Imagine being able to drive your electric vehicles (EVs) over 300 miles on one charge and completely recharge in just ten minutes? Well, it’s not impossible to do so. To date, Ford, BMW, Toyota, and Solid Power have claimed that solid-state battery technology is just around the corner.
Solid Power and Toyota have also said the day when solid-state batteries are in general production is not far away. This would mean that lighter, less expensive electric cars with more range and shorter charging times are on the horizon.
To put things in perspective, most EV companies use “wet” lithium-ion batteries, which use liquid electrolytes to move energy around. But these batteries can be slow to charge, can freeze up in subzero temperatures, and contain flammable material that can be hazardous in the event of a crash.
Solid-state batteries are not only much quicker to charge, but reports claimes that they could minimize the risks of fires compared to conventional lithium-ion batteries. They could also occupy far less physical space. That being said, the race to achieve huge improvements in battery technology is one of the most expensive and hotly contested right now.
Ford and BMW
Over the past several years, both Ford and BMW have invested in Colorado-based Solid Power. In a recent press release dated Dec 10, the company said it is producing 20 amp-hour (Ah) multi-layer solid-state lithium metal batteries. The 330 Wh/kg, 22-layer cells have higher energy density than any commercially available lithium-ion battery manufactured today according to the company. It says it expects its batteries to exceed 400 Wh/kg by 2022.
Bloomberg recently reported that Solid Power said it’s on track to begin testing solid-state batteries for automotive production in early 2022, a signal it eventually could help established car companies compete with Tesla Inc. The startup began making battery cells on a pilot line in its Colorado facility during the second quarter of this year.

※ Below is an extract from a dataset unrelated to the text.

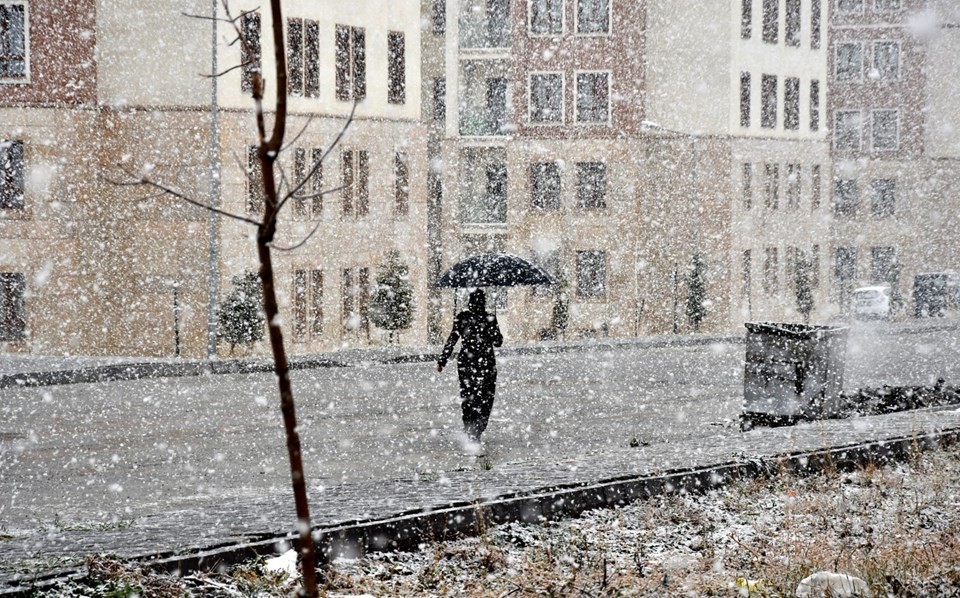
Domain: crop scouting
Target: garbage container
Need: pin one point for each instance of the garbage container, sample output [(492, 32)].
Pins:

The 20 Ah cells are currently being validated by Solid Power’s automotive partners, including Ford and BMW. Other investors in the company include Hyundai, Volta Energy, Solvay, and Samsung. To date, Solid Power has already shipped more than 400 prototype solid-state cells to external parties for independent performance validation.
“Assuming everything remains unchanged, and the OEMs continue to operate at the pace that they do, we could support vehicle start-of-production as soon as 2026, but more probable 2027,” CEO Doug Campbell told Bloomberg. In total, Solid Power is in discussions with eight automakers but won’t have a contract until the technology is further along. The timeline Campbell said could move up to 2025 if there’s “extensive cooperation” from a car company.
Last week, Toyota announced that it is having success with its own solid-state battery program. According to Nikkei Asia, Toyota plans to be the first company to sell an electric vehicle equipped with a solid-state battery and will unveil a prototype next year.
Although the Nikkei Asia account extols the virtues of solid-state batteries, it provides no technical details about any battery under development by Toyota. It added that the EVs being developed by Toyota will have twice the range of a vehicle using a conventional lithium-ion battery under the same conditions without sacrificing interior space.
What is known though is that Toyota is said to have over 1,000 solid-state battery patents and has already convinced Mitsui Mining and Smelting Co. Ltd., to create a pilot facility to manufacture solid electrolytes for its batteries. The pilot plant should be able to provide enough electrolytes to begin manufacturing prototype batteries by next year. The Japanese government is said to be working to secure access to sufficient supplies of lithium for the country’s nascent electric car manufacturing sector.